La scorsa domenica ad Indianapolis si è giocato il Super Bowl 2012, la finale per l’assegnazione del titolo di campioni della National Football League statunitense.
Come noto si tratta tanto di un grande evento sportivo quanto di un seguitissimo show televisivo e il costo di uno spot di quelli che vanno in onda durante l’intervallo può toccare i 3,5 milioni di dollari. E’ più o meno la cifra che ha pagato Chrysler-FIAT per il suo commercial con Clint Eastwood. O quella che deve aver sborsato Samsung per poter sparare a zero sugli scemotti che se ne stanno in fila per comprare il solito, barbosissimo iPhone.

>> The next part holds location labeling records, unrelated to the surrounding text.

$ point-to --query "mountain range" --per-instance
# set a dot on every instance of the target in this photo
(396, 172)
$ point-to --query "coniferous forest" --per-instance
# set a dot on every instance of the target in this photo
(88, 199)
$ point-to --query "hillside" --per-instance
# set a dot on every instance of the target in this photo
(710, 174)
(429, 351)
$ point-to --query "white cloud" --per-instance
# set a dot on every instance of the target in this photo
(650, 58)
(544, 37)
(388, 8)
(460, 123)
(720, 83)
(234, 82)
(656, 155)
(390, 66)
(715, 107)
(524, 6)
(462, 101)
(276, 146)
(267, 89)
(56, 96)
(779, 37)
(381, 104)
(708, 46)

Apple non ha mandato in onda alcuno spot durante l’intervallo della partita. Ciò nonostante, come ha fatto notare Jim Cramer di Mad Money e TheStreet.com, l’azienda di Cupertino ha potuto beneficiare del miglior messaggio pubblicitario possibile: il product placement gratuito a cura dei vincitori della partita.
Ebbene si: mentre tutti gli altri brand hanno sborsato soldoni per finire inclusi nello spazio che fu di Apple nel 1984 (ricorderete certamente lo spot 1984), alle sorti pubblicitarie dell’iPhone e del brand di Cupertino ci hanno pensato i giocatori dei New York Giants.

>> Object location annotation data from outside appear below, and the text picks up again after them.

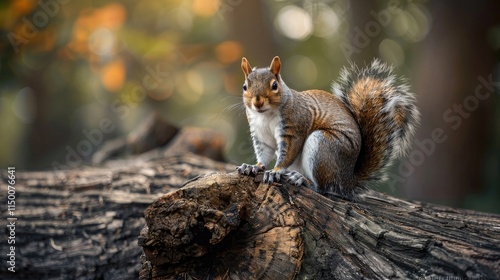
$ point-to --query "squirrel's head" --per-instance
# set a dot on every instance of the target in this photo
(262, 90)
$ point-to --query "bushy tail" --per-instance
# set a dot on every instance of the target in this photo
(385, 111)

I vincitori del match, mentre il Trofeo Vince Lombardi veniva trasportato in campo per l’assegnazione, si sono mossi con tutta la naturalezza possibile e chic e chac, ecco che in un nano-secondo sono spuntati una miriade di iPhone (i loro personalissimi iPhone, non iPhone regalati ad hoc) deputati ad immortalare l’indimenticabile momento. Eccovelo lì, il product placement a costo zero, per il quale Apple non ha dovuto fare assolutamente nulla e al quale Samsung, HTC e tutti gli altri concorrenti possono giusto aspirare: si vedevano solo iPhone 4 e 4S bianchi e neri. “Proprio scemotti quegl’idoli della folla”, devono aver pensato alla Samsung.
RavePubs ha gli screenshot, se siete curiosi.